Note: Dynamic content is not supported. You may have to save the web page to disk before parsing it.
Internet URL Format
The following is a valid internet URL format:
scheme://[username:password@]domainname:portnumber/path
where:
• scheme: Access protocol (service) such as HTTP or FTP.
• :(colon) - Informs the scheme that everything that follows the colon is the host name in RFC1037 format until the third slash (/).
• username:password@: User name and password are optional.
• domainname: website name or address where Internet users can access your website.
• :portnumber: If port is not specified, then scheme uses the default port and the second colon is not used.
• /path: The third slash informs the scheme that everything that follows the slash is the hierarchical path to the resource, including file name.
Note: Within the URL, the case and file extension must be correct. If the URL returns "Error 404 Resource Not Found" or another form of this error, verify the case and file extension and retry. For example:
The URL http://www.domainname.com/file.htm may not locate http://www.domainname.com/File.html and returns "Error 404-Resource Not Found" or defaults to the domain error page.
URI Parameters
The following table provides the description for the URI parameters.
Escape Characters
Valid URIs require character strings that are consistent with the established standards. Some URIs may contain reserved (non-valid) characters such as a space or a hash. These non-valid characters must be escaped for the URI to be valid.
Whether a character is reserved or not is defined by the URI component it appears in and the syntax for escaping is dependent on the context. Due to this ambiguous nature, use the reserved or potentially reserved characters with caution. If possible, avoid using these characters. If you cannot avoid it, then it is important to understand the characters that are reserved, the context in
which they are reserved, and how to escape the reserved characters. For example, http://server/directory/file 3 changes to
http://server/directory/file%20. The space character is replaced with the percent sign and the ASCII hex value 20.

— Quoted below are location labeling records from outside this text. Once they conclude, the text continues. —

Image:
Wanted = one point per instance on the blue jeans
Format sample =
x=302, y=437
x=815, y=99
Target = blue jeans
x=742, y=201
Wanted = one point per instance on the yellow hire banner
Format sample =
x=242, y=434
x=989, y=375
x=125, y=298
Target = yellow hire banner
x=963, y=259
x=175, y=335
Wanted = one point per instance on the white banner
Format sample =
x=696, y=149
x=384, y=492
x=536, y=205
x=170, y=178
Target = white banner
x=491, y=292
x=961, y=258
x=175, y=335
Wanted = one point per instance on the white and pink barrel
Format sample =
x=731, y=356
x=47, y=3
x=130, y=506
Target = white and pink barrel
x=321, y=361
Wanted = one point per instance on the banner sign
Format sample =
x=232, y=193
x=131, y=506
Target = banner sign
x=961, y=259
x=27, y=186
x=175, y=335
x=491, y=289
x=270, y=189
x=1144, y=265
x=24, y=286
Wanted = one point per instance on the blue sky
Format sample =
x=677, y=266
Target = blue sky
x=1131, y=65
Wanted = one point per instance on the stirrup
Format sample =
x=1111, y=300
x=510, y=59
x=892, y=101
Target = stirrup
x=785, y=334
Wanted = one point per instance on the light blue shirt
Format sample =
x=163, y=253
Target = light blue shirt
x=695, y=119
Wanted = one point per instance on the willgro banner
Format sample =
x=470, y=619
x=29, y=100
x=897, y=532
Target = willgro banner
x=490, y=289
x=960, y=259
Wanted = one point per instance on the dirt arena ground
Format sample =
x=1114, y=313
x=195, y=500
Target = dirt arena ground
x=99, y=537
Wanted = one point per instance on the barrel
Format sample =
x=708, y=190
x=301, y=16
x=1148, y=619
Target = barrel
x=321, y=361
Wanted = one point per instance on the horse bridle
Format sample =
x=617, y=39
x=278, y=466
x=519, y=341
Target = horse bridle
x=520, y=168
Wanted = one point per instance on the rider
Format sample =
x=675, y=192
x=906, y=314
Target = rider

Note: The hash ("#", ASCII 23 hex) character is reserved. It is used as a delimiter to separate the URI of an object from a fragment identifier. If the hash character is used as a valid character in a URI, it must be escaped.
For more information, see Uniform Resource Identifiers (URI) at
http://www.ietf.org.Non-routable Addresses
Some URI groups are reserved for specific purposes such as private networks, where it is not required to expose an individual computer or group of computers directly to the web. The following three groups of addresses are reserved for this:
• 10.0.0.0 - 10.255.255.255
• 172.16.0.0 - 172.31.255.255
• 192.168.0.0 - 192.168.255.255
The non-routable IP addresses are used, network routers within the organization route the traffic with Native Address Translation (NAT) using Dynamic Host Control Protocol (DHCP). Because the non-routable IP groups are not registered in the Internet router and domain name server tables, the local router assigns identifying code to the packet headers it receives from local machines. The local router uses these identifiers to direct traffic from and to local computers. Non-routable addresses provide an additional layer of security.
Limitations
• Map Designer can connect to sources that can be represented as a file or file stream such as WHOIS and HTTP. It cannot connect to interactive session resources such as TELNET or RLOGIN.
• You can send data to targets using HTTP and FTP protocols. However, the URI structure is different. For example:
ftp://username:password@server.domain.com/subdirectory/file.asc
• Sometimes Map Editor times out before connecting due to slow network. To resolve this, add the following line in the [UserInfo] section in the cosmos.ini file:
NetworkTimeout=5
The normal default is 5 seconds. If there are problems connecting, then increase the network timeout value to a number greater than 5.